There are few experiments in humans examining the effects of stress in childhood on HPA axis responses. A recently published study has demonstrated that HPA axis responses to stress are altered by the mode of delivery (Taylor et al, 2000). This study found that salivary cortisol responses to the stress of inoculation at 8 weeks post-delivery were increased in neonates who had assisted deliveries compared to those delivered by elective caesarean section. De Bellis et al (1994) compared ACTH and cortisol responses to CRH in teenage girls who had been sexually abused in childhood to age-matched control girls. The test group had relatively blunted CRH/ACTH responses: a finding similar to that in depressed adults and thought to indicate CRH hypersecretion. Abnormal HPA axis stress responses may also be genetically determined. Holsboer et al (1995) have demonstrated that first-degree relatives of probands with MDD who have never themselves had an episode of major depression have HPA axis responses similar to their affected relative and different from healthy controls.

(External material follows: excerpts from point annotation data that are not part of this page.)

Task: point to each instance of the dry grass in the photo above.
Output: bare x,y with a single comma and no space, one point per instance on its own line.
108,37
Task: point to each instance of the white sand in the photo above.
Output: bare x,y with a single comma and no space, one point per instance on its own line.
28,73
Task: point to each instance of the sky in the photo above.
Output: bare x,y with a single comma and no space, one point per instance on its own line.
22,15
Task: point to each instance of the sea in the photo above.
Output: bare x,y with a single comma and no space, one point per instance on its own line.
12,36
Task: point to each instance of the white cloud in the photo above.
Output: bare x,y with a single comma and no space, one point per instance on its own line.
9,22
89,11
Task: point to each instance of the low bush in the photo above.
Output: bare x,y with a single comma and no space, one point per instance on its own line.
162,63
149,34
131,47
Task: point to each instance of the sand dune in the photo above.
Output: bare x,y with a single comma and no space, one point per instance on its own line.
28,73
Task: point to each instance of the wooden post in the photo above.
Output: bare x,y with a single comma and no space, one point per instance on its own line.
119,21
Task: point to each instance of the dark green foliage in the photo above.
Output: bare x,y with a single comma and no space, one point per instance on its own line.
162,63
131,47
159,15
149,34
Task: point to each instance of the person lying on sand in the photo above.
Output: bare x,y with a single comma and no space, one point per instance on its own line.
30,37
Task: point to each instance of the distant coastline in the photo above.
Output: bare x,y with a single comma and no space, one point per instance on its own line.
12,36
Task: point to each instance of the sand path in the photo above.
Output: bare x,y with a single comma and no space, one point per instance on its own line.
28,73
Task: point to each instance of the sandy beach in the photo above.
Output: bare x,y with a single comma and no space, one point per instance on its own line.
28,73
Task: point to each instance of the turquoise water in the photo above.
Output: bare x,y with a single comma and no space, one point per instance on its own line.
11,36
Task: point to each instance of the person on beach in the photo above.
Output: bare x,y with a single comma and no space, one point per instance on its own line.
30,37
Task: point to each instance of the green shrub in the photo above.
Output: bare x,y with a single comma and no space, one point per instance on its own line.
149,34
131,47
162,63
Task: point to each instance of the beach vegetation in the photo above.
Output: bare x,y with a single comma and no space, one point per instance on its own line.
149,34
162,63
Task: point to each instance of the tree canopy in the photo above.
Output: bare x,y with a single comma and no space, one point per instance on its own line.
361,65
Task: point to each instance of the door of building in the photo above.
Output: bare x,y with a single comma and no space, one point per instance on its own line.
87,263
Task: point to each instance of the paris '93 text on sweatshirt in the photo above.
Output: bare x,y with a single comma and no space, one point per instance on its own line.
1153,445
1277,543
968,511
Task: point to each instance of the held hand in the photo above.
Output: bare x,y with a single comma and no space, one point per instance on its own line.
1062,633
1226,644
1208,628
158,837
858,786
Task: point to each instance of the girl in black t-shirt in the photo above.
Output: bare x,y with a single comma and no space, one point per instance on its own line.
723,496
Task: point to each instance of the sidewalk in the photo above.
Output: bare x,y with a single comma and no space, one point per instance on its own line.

The study published in this issue by Goodyer et al is a rare human study that attempts to unravel the contribution and interaction of the various risk factors involved in the evolution of depression. This study builds on prior work done by this group and others that has identified risk factors for depression in adolescents and, through questionnaires, identifies an at-risk subgroup. This population was then examined prospectively over a period of 1 year for adverse events and psychopathology using DSM—IV (American Psychiatric Association, 1994) caseness and morning and evening cortisol and dehydroepiandrosterone levels. Specific HPA axis abnormalities and adverse events were associated with the occurrence of MDD.
The authors' findings reflect the complexity and detail of the study design. This sort of design is of immense scientific value but rarely realised. Implicit in this design is a knowledge base encompassing complex epidemiology data, neuro-developmental physiology and psychology, and subtle pathophysiological alterations known to predate the depressed state.
Our knowledge of the interaction of risk factors in adolescent depression has been advanced by this study. Following this group into adulthood will provide invaluable information on the evolution of these stress syndromes in these vulnerable individuals. Whether psychological interventions, such as cognitive—behavioural therapy, could modify these responses in a sustainable way is one of the key questions that remains to be answered. Studies such as this, spanning the disciplines of neuroendocrinology, epidemiology and psychology, are required if we wish to advance our understanding of depression. It is not always possible to measure these risk factors in such an exact way but future studies should attempt to incorporate measurement of these variables in study designs. Examining depression from a purely epidemiological, psychological or biological viewpoint can only yield a limited view on the complex and diverse syndrome of MDD.